OKXの広報担当者はコインテレグラフに対し、このマーケットプレイスは、ユーザーの間で「継続的で反復的な利用パターン」が確認されるまでベータ版のまま運用されると説明した。初期段階では、取引、オンチェーン活動、リサーチ業務が主な利用カテゴリーになる見込みだという。
同担当者はこう語る。
「OKXは、エージェンティック・コマースのための経済インフラです。本人確認、評判、決済、そしてスキル・マーケットプレイスを一つのプラットフォームに統合しているところは、ほかにありません」

OKX AI agent marketplace. Source: OKX.ai
AIエージェント開発者への報酬は、当初、テザーのUSDTおよびパクソスのグローバル・ドル(USDG)といったステーブルコインで支払われる。複雑な業務ではエスクロー型契約を通じて決済され、標準化されたサービスでは即時の従量課金型取引が行われる仕組みだ。
紛争が起きた場合、中央集権的な管理者ではなく、ステークされた評価者ネットワークによって解決される。あらゆる種類のタスクは、AIエージェント共通のオンチェーン評判に反映される。この評判は「OKXエージェンティック・ウォレット」によって管理される。
今回のマーケットプレイス立ち上げには、アマゾン・ウェブ・サービス(AWS)、アルトレイヤー、サーティック、イーサリアム財団、ソラナ財団、オープンテンソル財団、ストレイツXなどの企業・団体が協力している。
悪質なAIエージェントを防ぐ「オンチェーン評判」
オンチェーン評判とエスクローの仕組みは、AIエージェントの業務履歴を追跡することで、信頼を生み出すために設計されている。実績のないエージェントや、失敗・紛争の履歴があるエージェントは、他のエージェントから雇われにくくなる。
大型案件では、タスクが完了し検証されるまで、支払いはエスクローに留め置かれる。これにより、悪意ある参加者が一度の取引で引き起こす被害を「限定」する狙いがある。
OKXの広報担当者は、オンチェーン評判システムにより、エージェントが悪質なエージェントを雇うことを防げると説明する。とりわけ、取引履歴が積み上がるほど、その効果は高まるという。
同担当者によれば、OKXはさらに高度な紛争解決の仕組みや、悪質な参加者による組織的な行動を検知する異常検知システムなど、追加の防御層にも取り組んでいる。
暗号資産プラットフォームがAIの波に乗る
暗号資産プラットフォームは、自律型AIインフラの分野に相次いで参入している。6月12日には、コインベースが、AIエージェントがユーザーに代わって決済や暗号資産取引を行えるツールを発表した。

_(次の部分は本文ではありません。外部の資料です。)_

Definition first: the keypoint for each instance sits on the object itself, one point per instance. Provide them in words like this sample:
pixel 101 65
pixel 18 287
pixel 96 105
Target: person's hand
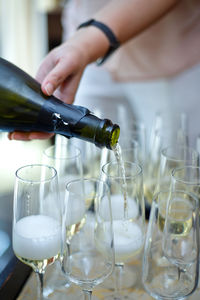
pixel 59 74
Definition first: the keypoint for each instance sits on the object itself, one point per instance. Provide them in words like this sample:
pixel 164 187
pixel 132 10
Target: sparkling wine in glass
pixel 66 159
pixel 127 202
pixel 90 258
pixel 163 277
pixel 37 218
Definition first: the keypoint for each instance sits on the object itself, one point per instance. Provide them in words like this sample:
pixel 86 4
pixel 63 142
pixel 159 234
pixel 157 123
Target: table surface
pixel 133 286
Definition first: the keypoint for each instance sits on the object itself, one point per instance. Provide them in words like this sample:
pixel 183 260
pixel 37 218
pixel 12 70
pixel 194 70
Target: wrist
pixel 107 32
pixel 95 41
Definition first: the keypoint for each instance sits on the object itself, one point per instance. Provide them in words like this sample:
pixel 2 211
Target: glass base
pixel 129 278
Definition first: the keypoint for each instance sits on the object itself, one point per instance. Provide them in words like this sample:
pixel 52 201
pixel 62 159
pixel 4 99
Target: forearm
pixel 126 18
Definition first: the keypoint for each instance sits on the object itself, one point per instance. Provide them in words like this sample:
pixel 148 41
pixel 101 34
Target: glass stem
pixel 118 280
pixel 40 279
pixel 87 294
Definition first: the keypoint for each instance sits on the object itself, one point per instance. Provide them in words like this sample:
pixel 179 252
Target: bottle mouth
pixel 114 136
pixel 107 134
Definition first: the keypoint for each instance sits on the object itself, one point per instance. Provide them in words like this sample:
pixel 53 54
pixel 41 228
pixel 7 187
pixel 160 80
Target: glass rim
pixel 113 162
pixel 182 180
pixel 191 151
pixel 91 179
pixel 54 175
pixel 78 154
pixel 170 191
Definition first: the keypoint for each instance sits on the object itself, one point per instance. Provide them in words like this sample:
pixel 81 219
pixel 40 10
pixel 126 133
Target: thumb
pixel 56 77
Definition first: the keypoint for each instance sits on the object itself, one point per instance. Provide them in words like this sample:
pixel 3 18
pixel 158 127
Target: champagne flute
pixel 90 258
pixel 161 276
pixel 165 133
pixel 66 159
pixel 181 230
pixel 186 178
pixel 37 218
pixel 127 201
pixel 173 157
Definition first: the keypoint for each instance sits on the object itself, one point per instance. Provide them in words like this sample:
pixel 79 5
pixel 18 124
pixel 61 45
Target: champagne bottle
pixel 23 107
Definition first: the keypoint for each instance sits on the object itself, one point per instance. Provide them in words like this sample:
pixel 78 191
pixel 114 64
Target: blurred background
pixel 28 30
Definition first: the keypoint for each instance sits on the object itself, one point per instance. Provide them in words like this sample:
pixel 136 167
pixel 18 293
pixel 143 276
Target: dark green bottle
pixel 23 107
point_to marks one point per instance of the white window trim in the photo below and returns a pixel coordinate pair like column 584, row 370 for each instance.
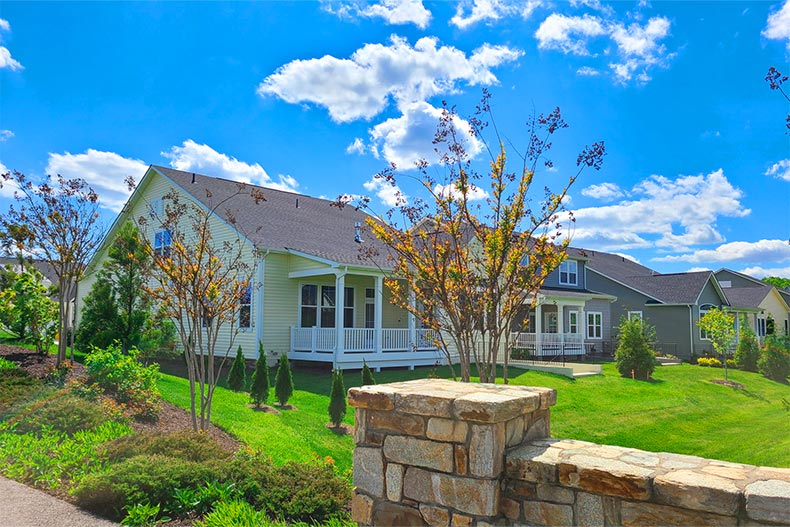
column 567, row 265
column 593, row 325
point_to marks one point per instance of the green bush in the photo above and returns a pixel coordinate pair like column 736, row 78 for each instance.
column 142, row 479
column 259, row 389
column 748, row 351
column 125, row 379
column 284, row 384
column 186, row 445
column 774, row 360
column 337, row 399
column 67, row 414
column 237, row 376
column 367, row 375
column 634, row 353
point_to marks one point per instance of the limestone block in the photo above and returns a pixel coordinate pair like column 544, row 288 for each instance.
column 435, row 516
column 419, row 452
column 396, row 422
column 697, row 491
column 605, row 476
column 486, row 450
column 541, row 513
column 394, row 476
column 479, row 497
column 395, row 514
column 369, row 471
column 555, row 494
column 643, row 514
column 769, row 500
column 362, row 509
column 589, row 510
column 447, row 430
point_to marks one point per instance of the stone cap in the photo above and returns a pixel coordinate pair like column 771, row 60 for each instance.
column 476, row 402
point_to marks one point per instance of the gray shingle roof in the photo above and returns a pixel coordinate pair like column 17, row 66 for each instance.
column 286, row 220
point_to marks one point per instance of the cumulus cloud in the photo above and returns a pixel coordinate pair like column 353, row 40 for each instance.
column 362, row 86
column 194, row 157
column 6, row 60
column 662, row 212
column 105, row 172
column 407, row 139
column 757, row 252
column 778, row 24
column 780, row 170
column 390, row 195
column 604, row 191
column 469, row 13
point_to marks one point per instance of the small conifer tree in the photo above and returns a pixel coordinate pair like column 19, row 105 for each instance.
column 284, row 385
column 237, row 377
column 259, row 390
column 367, row 375
column 337, row 400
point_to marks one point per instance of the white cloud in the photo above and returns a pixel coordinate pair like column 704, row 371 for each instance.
column 475, row 193
column 662, row 212
column 780, row 170
column 361, row 87
column 408, row 139
column 739, row 252
column 490, row 11
column 761, row 272
column 569, row 34
column 194, row 157
column 604, row 191
column 105, row 172
column 778, row 24
column 390, row 195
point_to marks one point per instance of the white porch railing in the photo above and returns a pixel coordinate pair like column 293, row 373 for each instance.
column 550, row 344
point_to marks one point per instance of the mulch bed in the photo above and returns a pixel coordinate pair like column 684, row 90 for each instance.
column 171, row 418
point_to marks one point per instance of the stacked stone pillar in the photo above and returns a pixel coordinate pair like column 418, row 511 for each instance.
column 432, row 452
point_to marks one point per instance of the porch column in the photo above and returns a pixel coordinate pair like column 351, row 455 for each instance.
column 340, row 297
column 377, row 314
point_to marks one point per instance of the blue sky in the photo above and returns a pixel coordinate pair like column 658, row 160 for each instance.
column 318, row 97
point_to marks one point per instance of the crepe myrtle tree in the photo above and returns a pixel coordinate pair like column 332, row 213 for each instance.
column 198, row 281
column 464, row 268
column 57, row 220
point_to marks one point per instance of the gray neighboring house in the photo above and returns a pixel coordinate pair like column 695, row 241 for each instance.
column 672, row 303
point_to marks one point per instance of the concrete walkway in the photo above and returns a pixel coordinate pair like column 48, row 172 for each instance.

その数日前には、メタマスクがセルフカストディ型の暗号資産ウォレットを発表している。これは、ユーザーが設定した支出上限やセキュリティ制限の範囲内で、AIエージェントが分散型金融プロトコルをまたいで取引できるようにするものだ。コインテレグラフが6月8日に報じていた。
また1月には、暗号資産分析プラットフォームのナンセンが、自律型暗号資産取引ツールを発表した。従来のチャートや注文板ではなく、自然言語による指示で取引を実行できる仕組みである。
関連:すべてのAIエージェントに独自の暗号資産が必要なわけではない——CZ
コインベースのベース・ネットワークでは、6月3日にエージェンティック決済の取引数が累計1億件を突破した。これは、機械同士の決済がもはや概念実証の段階を越えつつあることを示している。

Cumulative agentic transfer volumes on Base. Source: Chainalysis
x402プロトコルは、ソフトウェア・エージェントがウェブリクエストを通じて、オンチェーン決済を直接行えるようにする仕組みだ。